You wouldn’t drive a car without adequate insurance. You shouldn’t run a business without a surety bond if you need it. A surety bond acts as a guarantee to third parties, usually promising that you will do what you say (e.g. complete a job when scheduled).
There are different types of surety bonds, including:
Bid bonds – if you bid on contracts, this type of bond assures the party requesting the bids that you will execute the contract if you are the lowest bidder and win the contract; if you fail to execute the contract, the amount of the bond goes to the other party. Typically, bid bonds run about 10% of the contract amount and are usually required for all public sector projects as well as some private projects.
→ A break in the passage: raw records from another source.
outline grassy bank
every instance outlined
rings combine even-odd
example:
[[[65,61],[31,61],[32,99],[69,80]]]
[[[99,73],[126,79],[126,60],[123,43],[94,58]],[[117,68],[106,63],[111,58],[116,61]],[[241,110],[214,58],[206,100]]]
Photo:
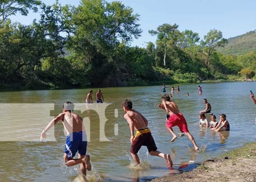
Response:
[[[207,160],[192,171],[153,179],[152,182],[256,182],[256,142],[245,144]]]
[[[150,86],[154,85],[160,85],[163,84],[166,85],[177,84],[179,83],[215,83],[219,82],[233,82],[233,81],[243,81],[242,79],[235,80],[225,80],[218,79],[215,80],[205,80],[202,81],[199,81],[192,82],[187,82],[186,81],[179,80],[175,80],[174,79],[169,79],[167,80],[162,80],[161,81],[147,82],[140,80],[137,81],[130,82],[129,82],[124,83],[121,85],[119,87],[130,87],[130,86]],[[72,86],[64,85],[63,86],[56,86],[53,84],[49,84],[47,86],[38,86],[35,85],[33,88],[26,87],[18,83],[12,84],[0,84],[0,91],[21,91],[26,90],[59,90],[65,89],[85,89],[103,88],[99,86]]]

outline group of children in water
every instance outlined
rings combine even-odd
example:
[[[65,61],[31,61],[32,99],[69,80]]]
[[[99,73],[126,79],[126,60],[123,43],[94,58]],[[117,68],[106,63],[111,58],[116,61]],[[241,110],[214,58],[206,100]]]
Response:
[[[161,91],[166,92],[164,85]],[[200,93],[202,92],[202,86],[199,87]],[[172,92],[175,89],[178,92],[180,90],[179,86],[175,89],[173,87]],[[90,90],[86,98],[86,103],[92,103],[92,91]],[[100,90],[99,90],[96,94],[97,101],[102,101],[101,99],[103,97]],[[161,103],[158,105],[159,108],[164,110],[167,113],[166,127],[168,131],[173,135],[171,142],[173,142],[177,137],[173,131],[173,128],[178,126],[180,131],[184,133],[193,144],[195,151],[198,151],[198,146],[193,135],[189,132],[188,125],[183,115],[181,113],[176,104],[171,100],[169,95],[164,94],[161,97]],[[212,130],[218,131],[224,129],[229,131],[230,125],[226,119],[226,115],[224,114],[220,115],[220,122],[216,121],[216,116],[213,115],[210,123],[208,123],[205,113],[210,111],[210,104],[206,99],[204,100],[206,104],[206,109],[200,111],[199,115],[200,126],[210,127]],[[123,109],[125,114],[124,118],[129,123],[131,132],[130,142],[131,144],[130,152],[134,161],[137,164],[139,164],[139,158],[138,155],[139,151],[142,146],[145,146],[147,148],[149,154],[162,157],[166,161],[168,167],[171,168],[173,162],[170,155],[165,154],[157,150],[157,148],[155,143],[151,132],[148,127],[148,121],[139,112],[133,109],[132,103],[129,99],[126,99],[122,103]],[[55,125],[59,121],[61,121],[64,126],[66,131],[68,134],[64,151],[64,163],[68,166],[72,166],[79,164],[82,173],[86,175],[86,170],[91,170],[90,156],[86,154],[87,142],[86,140],[85,129],[83,124],[83,119],[79,115],[73,113],[74,105],[70,102],[67,102],[63,105],[63,112],[53,119],[48,125],[43,130],[40,136],[40,140],[43,141],[46,137],[46,132]],[[134,131],[135,132],[134,135]],[[74,159],[73,157],[76,153],[78,152],[78,158]]]
[[[211,115],[210,123],[208,123],[204,113],[199,114],[199,117],[200,119],[199,126],[200,127],[209,127],[212,128],[212,130],[216,131],[220,130],[225,131],[229,131],[230,130],[229,123],[226,119],[227,116],[225,114],[220,115],[220,122],[218,123],[216,120],[216,118],[215,115]]]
Dishonesty bonds (also called fidelity bonds) – these protect third parties from the dishonest acts of your employees. Typically, these bonds are carried by cleaning companies to provide protection to customers against employee theft. They provide blanket coverage for all employees, regardless of number or the hours they work.
License bonds - typically, licensed contractors are required to post a bond guaranteeing that they can perform certain types of work within set parameters.
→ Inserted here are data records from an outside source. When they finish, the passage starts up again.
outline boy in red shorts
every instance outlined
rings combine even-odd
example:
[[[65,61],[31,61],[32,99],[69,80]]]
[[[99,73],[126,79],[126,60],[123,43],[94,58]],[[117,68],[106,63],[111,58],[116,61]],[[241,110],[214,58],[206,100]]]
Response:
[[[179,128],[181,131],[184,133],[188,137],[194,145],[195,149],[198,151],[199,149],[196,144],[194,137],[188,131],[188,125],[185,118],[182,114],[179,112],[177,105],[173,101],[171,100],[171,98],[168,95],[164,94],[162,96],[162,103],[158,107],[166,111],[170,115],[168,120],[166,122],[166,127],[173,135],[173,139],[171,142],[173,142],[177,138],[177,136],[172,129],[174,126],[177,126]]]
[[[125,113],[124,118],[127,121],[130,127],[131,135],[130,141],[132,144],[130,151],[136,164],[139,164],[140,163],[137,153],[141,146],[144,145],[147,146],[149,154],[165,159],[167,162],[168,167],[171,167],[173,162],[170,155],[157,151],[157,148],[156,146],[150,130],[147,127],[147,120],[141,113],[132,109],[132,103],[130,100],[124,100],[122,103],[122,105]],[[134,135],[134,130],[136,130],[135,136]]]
Performance bonds - these guarantee that you will complete the work as promised. If you were required to post a bid bond, expect to need a performance bond (usually within 30 days of the contract award). The cost of the bond depends on the contract price, type of work involved and your background. Typically, a bond’s premium can range from 1% to 4% of the contract price.
Payment (or final) bonds - these guarantee that everyone supplying labor and materials to a project will be paid. Typically they are part and parcel of performance bonds and are included in their cost; it is very rare that a payment-only bond is required.
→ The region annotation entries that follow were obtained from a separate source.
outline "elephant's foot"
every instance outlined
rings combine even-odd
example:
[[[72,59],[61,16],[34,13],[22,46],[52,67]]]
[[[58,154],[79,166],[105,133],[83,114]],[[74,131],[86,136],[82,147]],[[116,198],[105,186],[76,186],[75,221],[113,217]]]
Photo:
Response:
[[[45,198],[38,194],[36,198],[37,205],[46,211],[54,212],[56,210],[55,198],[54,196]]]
How to obtain a surety bond
A surety bond is issue by a surety company, which functions much like an insurance company. It assesses the probability of your being able to fulfill your obligations so that it will not be called upon to pay out to third parties.
Typically, you must provide three years of financial statements showing work-in-progress, accounts payable, accounts receivable and bank references. There may be simplified applications for bonds under $100.000.
Are you having difficulty obtaining a bond because you’ve only been in business a short time or for some other reason? Check out the Small Business Administration’s Office of Surety Guarantees (www.sba.gov/osg). While the SBA does not issue bonds directly, it provides a guarantee for bid, performance and payment bonds. Contracts up to $2 million can qualify for the SBA bond guarantee.